In January 2006 excavations were conducted at Karkarichinkat Nord and Sud in the Malian Sahara with the aim of elucidating the transition to food production in the region during the Late Stone Age (LSA). One component of the research project was a bioarchaeological study of the human remains at the site. This study involved the isotopic analysis of human remains which was undertaken in order to assess the relative contributions of fish, cattle, ovi-caprids, and domestic millet to human subsistence.The results of this research is to be published in the Journal of Anthropological Archaeology.
Filed maxillary incisors from a female skeleton excavated at Karkarichinkat Nord. This is the earliest evidence for this type of modification in the world.
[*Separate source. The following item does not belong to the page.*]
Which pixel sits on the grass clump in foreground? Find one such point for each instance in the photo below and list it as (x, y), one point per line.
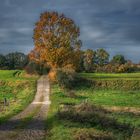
(66, 121)
(19, 90)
In addition to uncovering evidence for the exploitation of C4 grasses, probably domestic millet, the bioarchaeological investigation also unearthed the earliest evidence for intentional dental modification in West Africa. The practice of modify the human body for aesthetic reasons is close to being a human universal and dental modification is one of the most widespread practices. Although there exists abundant historic and ethnographic evidence documenting dental modification throughout the African continent, we have until now had little evidence for the antiquity of the practice. Our discoveries at Karkarichinkat Nord reveal that Africans were modifying their teeth for aesthetic ends as early as the 3rd millennium BC. These findings will be published in the International Journal of Osteoarchaeology.